Filter rows of a dataframe based on certain conditions in pandas - python-3.x

While I was handling the dataframe in pandas, got some unexpected cells which consists values like-
E_no
E_name
6654-0984
Elvin-Johnson
430
Fred
663/547/900
Banty/Shon/Crio
87
Arif
546
Zerin
322,76
Chris,Deory
In some rows, more than one E_name and E_no has been assigned which is supposed to be a single employee in each and every cell
My data consists of E_no and E_name both these column needs to be separated in different rows.
What I want is
E_no
E_name
6654
ELvin
0984
Johnson
430
Fred
663
Banty
547
Shon
900
Crio
87
Arif
546
Zerin
322
Chris
76
Deory
Seperate those values and put in different rows.
Please help me in doing this so that I can proceed further, and it will be really helpful if someone can mention the logic , how to think for this prblm.
Thanks in advance.
Let me know if ur facing any kind of difficulty in understanding the prblm

Similar to Divyaansh's solution.
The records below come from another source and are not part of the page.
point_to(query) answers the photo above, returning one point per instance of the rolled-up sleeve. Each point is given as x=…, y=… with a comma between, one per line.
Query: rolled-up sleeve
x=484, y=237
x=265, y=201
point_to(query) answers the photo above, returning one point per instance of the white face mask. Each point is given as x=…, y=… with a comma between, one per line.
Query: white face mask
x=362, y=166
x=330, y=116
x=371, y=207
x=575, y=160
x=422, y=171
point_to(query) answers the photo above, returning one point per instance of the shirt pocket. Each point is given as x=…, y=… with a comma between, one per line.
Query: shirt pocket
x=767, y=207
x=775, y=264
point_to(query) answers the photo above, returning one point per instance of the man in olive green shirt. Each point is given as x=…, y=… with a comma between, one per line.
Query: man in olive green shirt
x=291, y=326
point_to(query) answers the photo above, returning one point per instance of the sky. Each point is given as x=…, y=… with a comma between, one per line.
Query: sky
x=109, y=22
Just use split, explode and merge.
import pandas as pd
df = pd.DataFrame({'E_no':['6654-0984','430','663/547/900','87','546', '322,76'],
'E_name':['Elvin-Johnson','Fred','Banty/Shon/Crio','Arif','Zerin','Chris,Deory']})
#explode each column
x = df['E_no'].str.split('[,-/]').explode().reset_index(drop=True)
y = df['E_name'].str.split('[,-/]').explode().reset_index(drop=True)
#Merge both the columns together
df2 = pd.merge(x,y,left_index=True,right_index=True)
#print the modified dataframe
print (df2)
Output of this will be:
Original Dataframe:
E_no E_name
0 6654-0984 Elvin-Johnson
1 430 Fred
2 663/547/900 Banty/Shon/Crio
3 87 Arif
4 546 Zerin
5 322,76 Chris,Deory
Modified Dataframe:
E_no E_name
0 6654 Elvin
1 0984 Johnson
2 430 Fred
3 663 Banty
4 547 Shon
5 900 Crio
6 87 Arif
7 546 Zerin
8 322 Chris
9 76 Deory
Alternate, you can also create a new dataframe with the values from x and y.
x = df['E_no'].str.split('[,-/]').explode().reset_index(drop=True)
y = df['E_name'].str.split('[,-/]').explode().reset_index(drop=True)
#Create a new dataframe with the new values from x and y
df3 = pd.DataFrame({'E_no':x,'E_name':y})
print (df3)
Same result as before.
Or this:
#explode each column
x = df['E_no'].str.split('[,-/]').explode().reset_index()
y = df['E_name'].str.split('[,-/]').explode().reset_index()
#Create a new dataframe with the new values from x and y
df3 = pd.DataFrame({'E_no':x['E_no'],'E_name':y['E_name']})
print (df3)
Or you can do:
#explode each column
x = df['E_no'].str.split('[,-/]').explode().reset_index(drop=True)
y = df['E_name'].str.split('[,-/]').explode().reset_index(drop=True)
df4 = pd.DataFrame([x,y]).T
print (df4)

Split, flatten, recombine, rename:
a = [item for sublist in df.E_no.str.split('\W').tolist() for item in sublist]
b = [item for sublist in df.E_name.str.split('\W').tolist() for item in sublist]
df2 = pd.DataFrame(list(zip(a, b)), columns=df.columns)
Output:
E_no E_name
0 6654 Elvin
1 0984 Johnson
2 430 Fred
3 663 Banty
4 547 Shon
5 900 Crio
6 87 Arif
7 546 Zerin
8 322 Chris
9 76 Deory

You should provide multiple delimiter in the read_csv arguments.
pd.read_csv("filepath",sep='-|/|,| ')
This is the best I can help right now without the data tables.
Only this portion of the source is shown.